Kara è uno dei protagonisti di Detroit Become Human
Purtroppo devo sottolineare come il gameplay vero e proprio non abbia goduto di alcun miglioramento dai tempi di Heavy Rain ad oggi, essendo afflitto dalle stesse problematiche viste ben 8 anni fa. I controlli sono estremamente legnosi, e mentre faremo camminare i personaggi noteremo animazioni realizzate francamente male, del tutto fuori luogo rispetto alle scenette che sono state invece registrate con uno straordinario performance capture. In pratica sono elementi in fortissimo contrasto: da una parte sembra quasi di star seguendo un film, dall’altra pare di avere a che fare con una produzione a basso budget. E’ davvero un peccato che 8 anni (che poi sono 12) non siano bastati ad ottenere una maggiore consistenza.
C’è poi il discorso dei muri invisibili. Gli scenari sono di piccole dimensioni, e non consentono chissà quale libertà in termini di movimento. In alcuni frangenti c’è proprio la sensazione di muoversi su binari, senza la possibilità di deviare dal percorso prestabilito dagli sviluppatori. Da questo punto di vista sono limitazioni concettualmente simili a quelle dei giochi Telltale, anche se qui ci si muove decisamente di più.
A parte le animazioni durante le nostre camminate, il comparto visivo di Detroit: Become Human è ottimo. I modelli poligonali dei personaggi sono estremamente dettagliati, sia per i protagonisti che per i comprimari. C’è però anche in questo caso un po’ di inconsistenza, alcuni NPC non sembrano essere stati realizzati con la stessa cura. Le ambientazioni sono invece sempre eccelse.

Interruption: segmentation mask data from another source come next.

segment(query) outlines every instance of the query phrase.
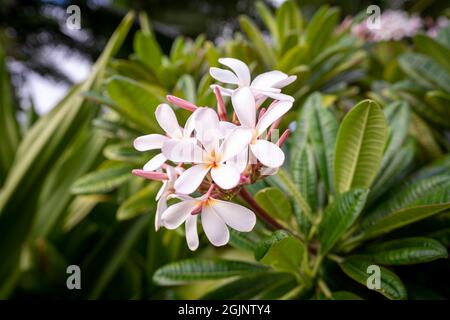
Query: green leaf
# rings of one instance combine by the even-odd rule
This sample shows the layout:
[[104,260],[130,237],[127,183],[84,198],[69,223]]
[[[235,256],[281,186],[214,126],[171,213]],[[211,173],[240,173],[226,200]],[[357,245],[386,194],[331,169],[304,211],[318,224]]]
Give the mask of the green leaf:
[[403,71],[420,85],[450,92],[450,73],[431,58],[420,53],[407,52],[399,58]]
[[372,226],[365,229],[360,238],[363,240],[372,239],[408,224],[431,217],[440,212],[444,212],[448,209],[450,209],[450,202],[442,204],[419,205],[400,209],[386,215]]
[[293,157],[291,163],[293,180],[314,211],[317,208],[318,178],[312,148],[306,145],[299,152],[295,152]]
[[126,164],[114,165],[88,173],[72,186],[74,194],[106,193],[131,179],[131,167]]
[[334,192],[333,186],[333,161],[338,123],[334,114],[322,106],[320,95],[311,97],[314,109],[311,116],[311,143],[316,153],[319,171],[325,181],[328,192]]
[[126,199],[117,210],[117,220],[131,219],[144,212],[156,210],[155,197],[161,183],[152,181],[148,186]]
[[161,131],[155,110],[164,101],[164,90],[139,83],[122,76],[111,77],[106,85],[109,96],[116,103],[110,106],[143,132]]
[[287,236],[272,243],[260,261],[276,271],[298,275],[304,263],[305,254],[305,245],[299,239]]
[[447,250],[430,238],[395,239],[373,245],[364,251],[376,263],[383,265],[409,265],[447,258]]
[[270,68],[276,65],[276,58],[272,48],[266,43],[261,31],[255,25],[255,23],[246,16],[239,18],[242,31],[251,40],[255,46],[256,53],[264,62],[266,67]]
[[[367,280],[371,276],[367,268],[373,263],[363,257],[350,257],[345,259],[340,264],[342,271],[344,271],[350,278],[366,286]],[[400,278],[384,267],[380,266],[380,289],[373,289],[386,298],[391,300],[405,300],[407,299],[407,292]]]
[[417,51],[433,58],[434,61],[443,66],[450,74],[450,61],[448,59],[448,57],[450,57],[450,49],[433,38],[423,34],[414,36],[414,45],[416,46]]
[[266,239],[261,241],[255,249],[255,259],[261,260],[272,246],[272,244],[289,237],[289,233],[285,230],[276,230]]
[[289,198],[278,188],[265,188],[255,195],[256,202],[274,218],[288,222],[292,216]]
[[134,51],[139,57],[139,60],[150,68],[150,70],[156,74],[159,73],[163,54],[153,35],[137,31],[134,36]]
[[338,193],[371,186],[386,138],[383,111],[375,102],[364,100],[345,116],[339,128],[334,159],[334,186]]
[[314,14],[305,31],[305,41],[310,48],[311,58],[315,58],[329,44],[339,19],[339,10],[322,6]]
[[170,286],[193,281],[248,276],[267,270],[263,265],[242,261],[189,259],[159,268],[153,276],[153,281],[162,286]]
[[366,203],[366,189],[352,189],[341,194],[323,213],[318,229],[320,254],[326,255],[358,218]]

Purtroppo abbiamo notato un certo downgrade della grafica in riferimento a shader e rifrazioni. L’occlusione ambientale e in generale la realizzazione delle superfici (pelle inclusa) non sono quelli che avevamo visto alle varie fiere. E’ fastidioso, ma negli anni abbiamo imparato a non fidarci troppo di ciò che viene mostrato nelle demo e nei trailer creati ad hoc per generare hype.
Detroit Become Human saprà soddisfare gli amanti della fantascienza
Superlativa la colonna sonora, fatta di pianoforte, violino, violoncello e pochi altri strumenti. Accompagna le fasi dell’avventura con grande puntualità, riuscendo ad evocare le giuste emozioni ammaliando il giocatore. Qualsiasi appassionato di musica classica o da sala vorrà probabilmente recuperare alcune delle tracce tramite YouTube, Spotify e affini.

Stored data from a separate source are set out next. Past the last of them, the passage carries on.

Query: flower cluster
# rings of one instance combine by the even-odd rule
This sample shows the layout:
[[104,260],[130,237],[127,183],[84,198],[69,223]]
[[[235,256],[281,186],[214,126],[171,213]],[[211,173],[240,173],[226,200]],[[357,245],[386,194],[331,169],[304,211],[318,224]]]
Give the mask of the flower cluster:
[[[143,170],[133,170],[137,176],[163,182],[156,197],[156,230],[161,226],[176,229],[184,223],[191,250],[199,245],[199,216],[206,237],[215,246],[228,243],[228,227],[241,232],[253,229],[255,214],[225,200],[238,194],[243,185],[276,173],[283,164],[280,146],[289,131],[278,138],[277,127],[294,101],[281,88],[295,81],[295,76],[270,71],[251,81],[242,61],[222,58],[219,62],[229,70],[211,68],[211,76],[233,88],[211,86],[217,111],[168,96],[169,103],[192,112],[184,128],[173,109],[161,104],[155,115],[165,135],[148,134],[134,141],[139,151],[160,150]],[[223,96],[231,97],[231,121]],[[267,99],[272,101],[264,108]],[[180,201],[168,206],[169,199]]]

Discreti i doppiaggi, al di sotto degli originali americani, ma comunque soddisfacenti.
Consigliato
Detroit: Become Human è con ogni probabilità la migliore avventura narrativa presente su PlayStation 4, ma anche il lavoro migliore di David Cage. Lo sviluppatore ha continuato sul proprio stile, riconoscibilissimo, aggiungendo però ulteriore libertà per i giocatori e sceneggiando tutto con indiscutibile perizia.

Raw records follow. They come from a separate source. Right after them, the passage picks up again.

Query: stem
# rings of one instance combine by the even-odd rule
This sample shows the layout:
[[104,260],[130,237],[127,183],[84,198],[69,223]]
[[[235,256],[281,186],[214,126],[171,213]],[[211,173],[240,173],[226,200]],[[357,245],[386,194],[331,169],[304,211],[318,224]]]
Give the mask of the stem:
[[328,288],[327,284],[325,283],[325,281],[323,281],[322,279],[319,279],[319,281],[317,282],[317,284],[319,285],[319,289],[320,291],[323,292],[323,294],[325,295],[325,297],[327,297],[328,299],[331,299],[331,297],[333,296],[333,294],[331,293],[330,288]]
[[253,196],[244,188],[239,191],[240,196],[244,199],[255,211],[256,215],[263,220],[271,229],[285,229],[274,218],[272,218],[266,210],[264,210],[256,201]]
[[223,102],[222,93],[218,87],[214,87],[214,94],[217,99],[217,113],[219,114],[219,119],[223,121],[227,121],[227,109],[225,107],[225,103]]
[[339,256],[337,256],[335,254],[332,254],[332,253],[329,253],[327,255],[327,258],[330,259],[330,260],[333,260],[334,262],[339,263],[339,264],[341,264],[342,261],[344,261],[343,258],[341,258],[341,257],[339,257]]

Le meccaniche di gioco continuano ad essere mediocri, e dopo tutti questi anni viene sempre più difficile perdonare una legnosità nei movimenti del tutto fuori luogo considerati i valori di produzione del gioco.
La storia è molto piacevole, ma non aggiunge moltissimo alle tematiche trattate, specie se siete dei conoscitori del cinema di fantascienza moderno. Il cast è comunque solido, e le possibilità di sviluppo offerte premieranno i più curiosi offrendo una sceneggiatura di spessore e sempre puntuale.
Decisamente raccomandato a tutti gli amanti della fantascienza che vogliano gustarsi una storia di alta qualità.